Vrouwen legden uit dat `een kind willen hun enige wens was’ en dat ze bereid waren `alles’ te doen om die in vervulling te zien gaan. Antwoorden op de vraag, waarom men een kind wilde, waren meestal: Alle vrouwen willen kinderen’, ‘Elke man wil een kind’, ‘Er is geen doel in het leven als je geen kinderen kunt krijgen’ en ‘Liefde willen geven aan een kind’.

Huwelijkse instabiliteit

Veel vrouwen vonden dat onvruchtbaarheid een ernstige bedreiging vormde voor hun relatie en maakten zich daar grote zorgen over. Vrouwen vreesden en ervoeren deze bedreiging op twee verschillende manieren: verlating en/of echtscheiding of ontrouw. De meeste informanten leken weerloos tegen de bedreigingen voor hun relatie en velen beschouwden vruchtbaarheid als een primaire functie van het vrouw-zijn. De meeste vrouwen leken deze rol niet in vraag te stellen en waren zich bewust van de gevolgen als ze hun `functie’ niet vervulden. Een informante zei: `Ik kan niemand zijn in de wereld als ik geen kinderen kan baren. Hij zal op zoek gaan naar een andere vrouw die wel kinderen kan baren’. Een ander verklaarde dat `het niet krijgen van een kind slechte verhoudingen in de familie veroorzaakt’ en dat sommige vrouwen om die reden het huwelijk vermeden. De invloed van de uitgebreide familie op de huwelijksrelatie kwam in verschillende interviews naar voren. Deze invloed was zowel positief (het bieden van steun en begeleiding) als negatief (een bron van misbruik en extra druk).
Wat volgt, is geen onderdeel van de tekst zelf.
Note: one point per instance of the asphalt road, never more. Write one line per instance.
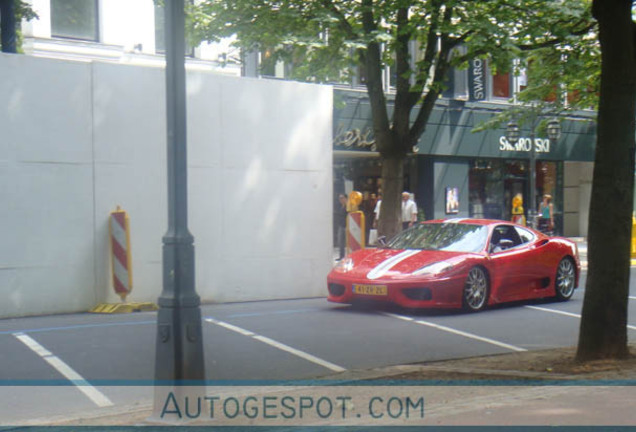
(258, 342)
Door toe te geven aan de gevolgen van onvruchtbaarheid werd ook weerspiegeld in de ervaring van deze vrouw: `Toen begon mijn man kinderen te krijgen buiten ons huwelijk … . Ik ging zelfs met hem mee om al zijn kinderen te bezoeken.’ Een paar vrouwen dachten er zelf aan om de relatie te verbreken, maar niet zonder angst: `Ik heb ’s nachts wakker gelegen en gedacht wat gaat hij doen? Gaat hij ergens anders heen of blijft hij bij mij…… Ik zal hem zijn vrijheid geven … hij kan nog steeds een leven voor zichzelf maken.’ Sommige van de moslimvrouwen vreesden dat de echtgenoot een tweede vrouw zou nemen. Een informante legde uit dat volgens hun geloof de echtgenoot de zegen van de eerste vrouw moet hebben voordat hij een tweede vrouw mag nemen. Maar dit is niet vereist van een vrouw die niet zwanger kan worden.
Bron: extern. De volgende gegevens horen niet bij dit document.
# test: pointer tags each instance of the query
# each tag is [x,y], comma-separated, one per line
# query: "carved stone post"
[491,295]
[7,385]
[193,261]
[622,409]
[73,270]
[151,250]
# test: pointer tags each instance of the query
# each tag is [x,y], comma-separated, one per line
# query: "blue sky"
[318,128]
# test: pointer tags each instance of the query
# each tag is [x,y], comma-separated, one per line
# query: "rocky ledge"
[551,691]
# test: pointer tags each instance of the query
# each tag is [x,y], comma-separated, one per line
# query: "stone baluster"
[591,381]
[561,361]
Niet alle vrouwen voelden zich bedreigd in hun relatie. Verscheidene vrouwen beschreven hun echtgenoot als ondersteunend en begripvol. Zij vertrouwden hun partner en zagen hem als een vriend, vaak als hun enige vriend. Sommige vrouwen uitten hun bezorgdheid en sympathie voor hun echtgenoten. Zij hadden het gevoel dat ook zij “veel misten”. Een paar vrouwen waren echter bezorgd dat een goede relatie zou kunnen veranderen als het probleem van onvruchtbaarheid zou aanhouden. Misschien als hij er zeker achter komt dat ik geen kinderen kan krijgen, kan hij me slecht gaan behandelen, maar nu behandelt hij me nog steeds goed.’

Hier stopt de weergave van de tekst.